いつもの制服ではなく、この世界の男性用の服だ。
「どうして制服じゃないんですか?」
「あの珍しい生地の服で市場に行ったら目立ちますから」
「あ、そっか……忘れてました」
エリザさんに急かされ、馬車で市場へ向かう。
後ろの使用人たちが小声で話している。
「お嬢様にもついに春が来たようね」
「普段は殿方と親しくなさろうとしないのに」
「旦那様が気に入るのも分かるわね」
(春? もう初夏なんだけど……どういう意味だ?)
屋敷を出て少しすると、市場に辿り着いた。
馬車から降りて市場を見ると、朝日が昇る前から活気に満ちていた。
初めて見る光景に圧倒されていると、エリザさんが僕の紙をひったくる。
「……これ何語ですか?」
「僕の母国語です。小麦粉、ミルク、果物、牛肉って書いてます」
するとエリザさんが何処からかペンを取り出して、僕の言葉の上に字を書いた。
それが終わると指を鳴らし、どこからともなくガラの悪い男たちが集まってきた。
(えっ、誰! 顔怖いっ)
「お嬢!」
「これを買ってきて頂戴。金に色目はつけなくていいわ」
「了解です、お嬢!」
男たちは四方へ散っていった。
(何者なんだこの人たち……)
市場を巡っていると、巨大な魚が目に入った。
僕の身長の二倍はあるだろう。しかも――マグロにそっくりだ。
その魚を売っている店の人に尋ねた。
「これは『オイル・ツーナー』って魔物だよ。食べられるが脂っこくて誰も食わねぇ」
「一切れだけ食べてみたいので、買います」
銀貨一枚で丸々購入し、解体してもらう。
僕は親戚の魚屋で見たマグロ解体を思い出しながら、脳天や皮下の赤身を取り出して貰った。

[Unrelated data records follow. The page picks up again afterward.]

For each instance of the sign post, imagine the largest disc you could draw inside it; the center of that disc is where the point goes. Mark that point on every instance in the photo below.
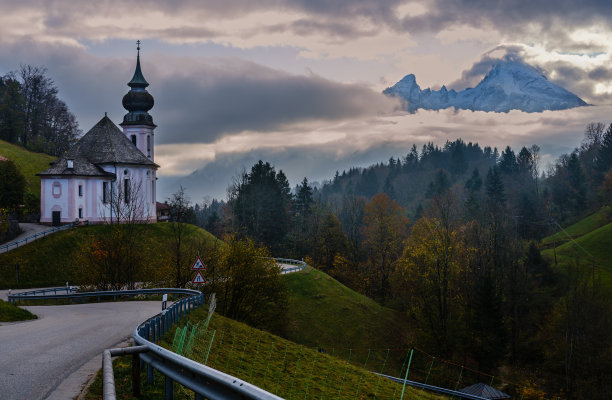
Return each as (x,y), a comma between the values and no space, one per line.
(198,266)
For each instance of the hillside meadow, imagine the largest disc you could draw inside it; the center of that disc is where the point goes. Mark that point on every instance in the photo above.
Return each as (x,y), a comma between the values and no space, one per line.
(54,260)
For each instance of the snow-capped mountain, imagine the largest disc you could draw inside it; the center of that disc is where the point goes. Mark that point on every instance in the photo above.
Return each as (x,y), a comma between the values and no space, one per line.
(509,85)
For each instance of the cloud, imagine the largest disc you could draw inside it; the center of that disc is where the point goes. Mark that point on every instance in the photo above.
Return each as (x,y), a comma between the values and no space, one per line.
(318,153)
(231,95)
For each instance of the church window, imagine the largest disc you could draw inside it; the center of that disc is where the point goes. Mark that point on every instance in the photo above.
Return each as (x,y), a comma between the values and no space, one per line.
(126,190)
(56,190)
(105,193)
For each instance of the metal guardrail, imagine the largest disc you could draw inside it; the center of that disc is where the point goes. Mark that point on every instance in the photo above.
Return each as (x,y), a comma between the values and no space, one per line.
(72,293)
(35,236)
(299,265)
(437,389)
(204,381)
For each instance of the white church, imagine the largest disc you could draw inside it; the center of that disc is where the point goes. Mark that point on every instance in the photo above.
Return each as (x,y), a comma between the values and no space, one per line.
(109,174)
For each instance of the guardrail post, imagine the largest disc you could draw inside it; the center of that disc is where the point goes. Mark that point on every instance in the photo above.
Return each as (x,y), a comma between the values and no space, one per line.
(135,375)
(150,373)
(169,389)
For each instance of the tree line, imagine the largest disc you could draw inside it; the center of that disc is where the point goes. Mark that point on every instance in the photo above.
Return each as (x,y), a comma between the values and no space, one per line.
(32,115)
(451,236)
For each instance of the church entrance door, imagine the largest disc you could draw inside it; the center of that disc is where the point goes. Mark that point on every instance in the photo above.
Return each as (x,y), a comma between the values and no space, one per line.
(56,216)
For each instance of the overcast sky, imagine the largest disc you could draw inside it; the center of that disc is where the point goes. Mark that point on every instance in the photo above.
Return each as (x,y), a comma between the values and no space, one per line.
(298,82)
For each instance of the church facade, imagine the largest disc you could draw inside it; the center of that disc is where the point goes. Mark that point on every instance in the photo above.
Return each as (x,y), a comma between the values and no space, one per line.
(109,175)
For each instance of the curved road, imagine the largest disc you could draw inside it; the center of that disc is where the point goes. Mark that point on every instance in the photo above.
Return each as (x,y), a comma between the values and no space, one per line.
(37,355)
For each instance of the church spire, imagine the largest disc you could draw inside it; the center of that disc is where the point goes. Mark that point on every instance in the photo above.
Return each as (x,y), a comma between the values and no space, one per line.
(138,101)
(138,80)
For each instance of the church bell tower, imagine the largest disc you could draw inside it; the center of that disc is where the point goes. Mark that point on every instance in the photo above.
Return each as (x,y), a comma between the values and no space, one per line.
(138,124)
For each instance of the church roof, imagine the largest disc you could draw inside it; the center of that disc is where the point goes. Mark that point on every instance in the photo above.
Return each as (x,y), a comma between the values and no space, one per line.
(103,144)
(80,167)
(485,391)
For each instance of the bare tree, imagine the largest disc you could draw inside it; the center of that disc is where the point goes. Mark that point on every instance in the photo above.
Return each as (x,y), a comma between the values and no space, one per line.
(114,259)
(182,232)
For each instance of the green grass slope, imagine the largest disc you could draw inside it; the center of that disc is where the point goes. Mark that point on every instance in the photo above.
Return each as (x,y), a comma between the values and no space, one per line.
(10,313)
(29,163)
(282,367)
(580,228)
(52,260)
(324,313)
(591,250)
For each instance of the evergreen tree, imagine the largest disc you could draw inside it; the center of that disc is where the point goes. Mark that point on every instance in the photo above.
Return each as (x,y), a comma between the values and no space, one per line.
(260,204)
(604,156)
(12,185)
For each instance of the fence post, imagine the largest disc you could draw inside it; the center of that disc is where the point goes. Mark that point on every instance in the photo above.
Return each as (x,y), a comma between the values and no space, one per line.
(135,375)
(169,389)
(406,377)
(150,372)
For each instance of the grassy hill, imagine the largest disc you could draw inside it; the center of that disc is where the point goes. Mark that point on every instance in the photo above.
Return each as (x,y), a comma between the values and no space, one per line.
(587,243)
(51,260)
(326,314)
(280,366)
(29,163)
(580,228)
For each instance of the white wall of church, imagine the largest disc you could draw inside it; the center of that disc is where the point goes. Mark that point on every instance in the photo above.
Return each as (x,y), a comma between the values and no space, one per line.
(83,197)
(143,135)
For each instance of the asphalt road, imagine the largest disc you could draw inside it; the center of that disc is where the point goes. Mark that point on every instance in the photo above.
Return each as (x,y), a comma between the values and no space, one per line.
(37,356)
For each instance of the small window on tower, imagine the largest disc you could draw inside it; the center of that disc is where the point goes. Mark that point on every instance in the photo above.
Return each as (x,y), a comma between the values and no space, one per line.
(126,191)
(105,193)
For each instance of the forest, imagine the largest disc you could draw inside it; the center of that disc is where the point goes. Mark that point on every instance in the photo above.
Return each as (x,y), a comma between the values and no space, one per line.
(31,113)
(451,236)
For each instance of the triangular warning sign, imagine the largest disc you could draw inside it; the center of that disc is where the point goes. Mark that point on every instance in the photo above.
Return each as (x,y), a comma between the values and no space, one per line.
(198,279)
(198,264)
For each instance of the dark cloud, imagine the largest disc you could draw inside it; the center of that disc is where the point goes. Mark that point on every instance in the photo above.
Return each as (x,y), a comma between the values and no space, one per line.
(343,18)
(211,100)
(196,102)
(510,15)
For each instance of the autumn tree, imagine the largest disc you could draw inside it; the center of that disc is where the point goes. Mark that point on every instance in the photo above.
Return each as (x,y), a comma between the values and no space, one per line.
(427,280)
(182,246)
(260,203)
(252,289)
(384,229)
(116,260)
(12,185)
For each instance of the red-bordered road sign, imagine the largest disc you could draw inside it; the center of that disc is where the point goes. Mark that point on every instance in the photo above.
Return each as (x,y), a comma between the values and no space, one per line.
(198,264)
(198,279)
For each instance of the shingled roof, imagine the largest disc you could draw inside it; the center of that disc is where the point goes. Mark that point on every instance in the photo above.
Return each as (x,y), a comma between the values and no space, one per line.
(485,391)
(105,143)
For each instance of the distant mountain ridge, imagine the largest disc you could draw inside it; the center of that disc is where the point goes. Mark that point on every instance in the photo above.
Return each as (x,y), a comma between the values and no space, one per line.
(509,85)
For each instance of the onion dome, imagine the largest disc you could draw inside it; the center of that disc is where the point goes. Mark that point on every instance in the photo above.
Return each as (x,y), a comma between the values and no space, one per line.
(138,101)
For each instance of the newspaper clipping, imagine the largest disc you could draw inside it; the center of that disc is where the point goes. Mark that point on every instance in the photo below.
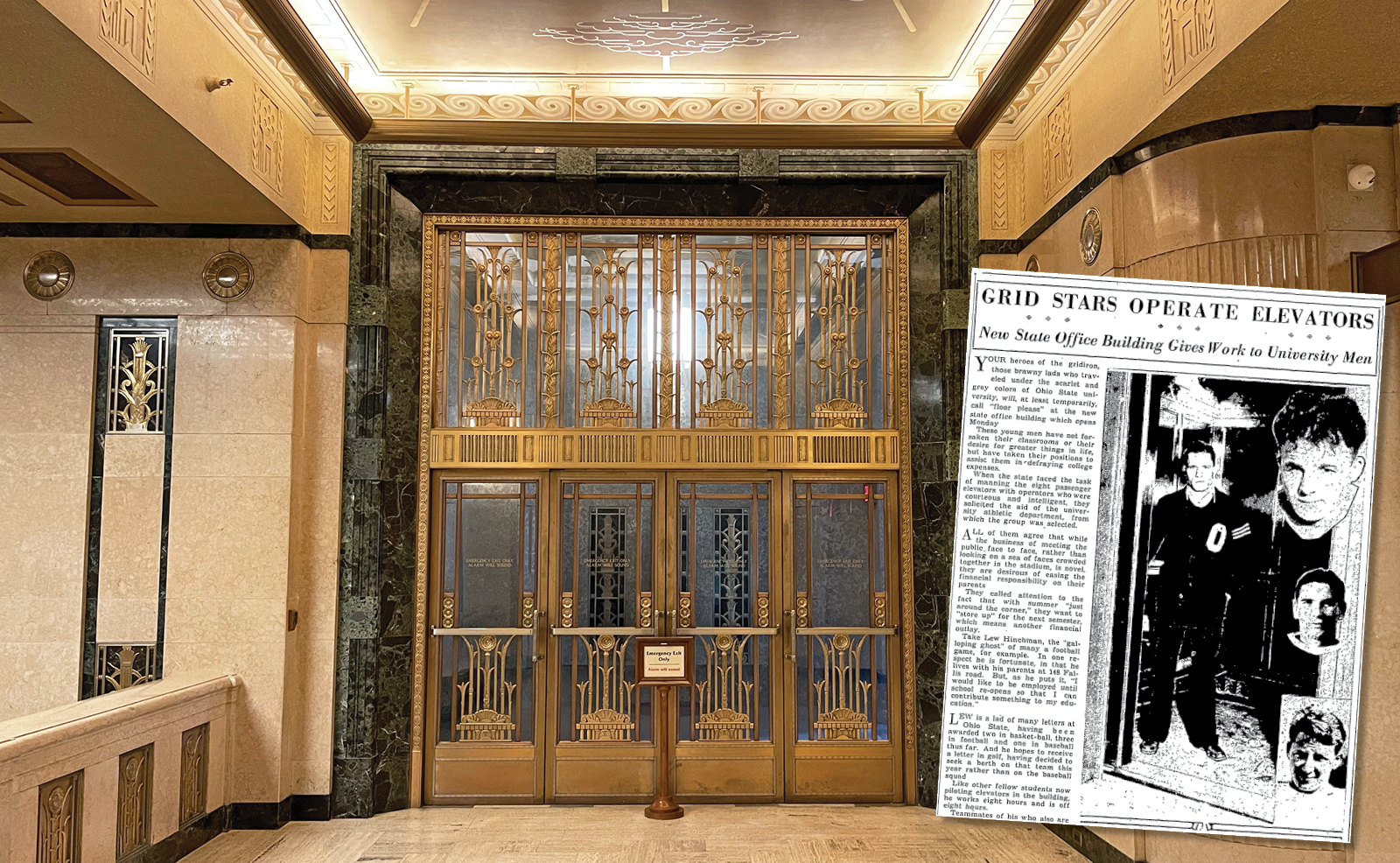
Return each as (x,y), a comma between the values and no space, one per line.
(1159,576)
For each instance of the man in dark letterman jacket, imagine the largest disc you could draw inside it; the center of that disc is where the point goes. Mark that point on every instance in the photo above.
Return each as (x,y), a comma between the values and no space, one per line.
(1196,538)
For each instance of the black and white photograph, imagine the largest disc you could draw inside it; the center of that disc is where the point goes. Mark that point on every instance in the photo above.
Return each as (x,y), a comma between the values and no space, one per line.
(1228,520)
(1313,760)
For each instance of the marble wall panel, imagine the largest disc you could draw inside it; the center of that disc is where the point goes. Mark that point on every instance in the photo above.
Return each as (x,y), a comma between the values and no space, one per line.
(235,375)
(259,378)
(315,522)
(150,277)
(130,554)
(46,449)
(98,834)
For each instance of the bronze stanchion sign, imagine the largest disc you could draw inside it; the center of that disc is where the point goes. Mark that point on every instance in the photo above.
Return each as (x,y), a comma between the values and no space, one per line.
(665,663)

市場で見つけたラデイッシュを摩り下ろし、エリザさんが作った黒い調味料をかける。
何かに使えると思い持ってきてくれた事に感謝しつつ、赤身を調味料と摩り下ろしたラデイッシュを付ける。
周囲の視線を感じながら、刺身を口に運ぶ。
「……美味い!」
脂の甘みが口内に広がり、それだけではくどい所をラデイッシュの辛みで調和してくれる。
黒い調味料の旨味が混ざり合い、まさに故郷で食べた大トロの刺身そのままの味であった。
その味に感動していると、店主や周囲の人々も気になったのか食べ始めた。
すると、絶賛の嵐が起こる。
「なんて甘みだ! ラデイッシュの辛みが脂に負けてねぇ!」
「初めて生魚を食べたが、こんなに美味いのか!」
「こいつはすげぇ!」
エリザさんも一口食べて目を見開いた。
「美味しい……わたくしの調味料とこんなに合うなんて」
その後、焙り刺身や鍋料理も教え、市場はちょっとした騒ぎになった。
買い物はすべて終わり、屋敷にはすでに品物が届けられているという。
なんやかんやあったが、準備は整った。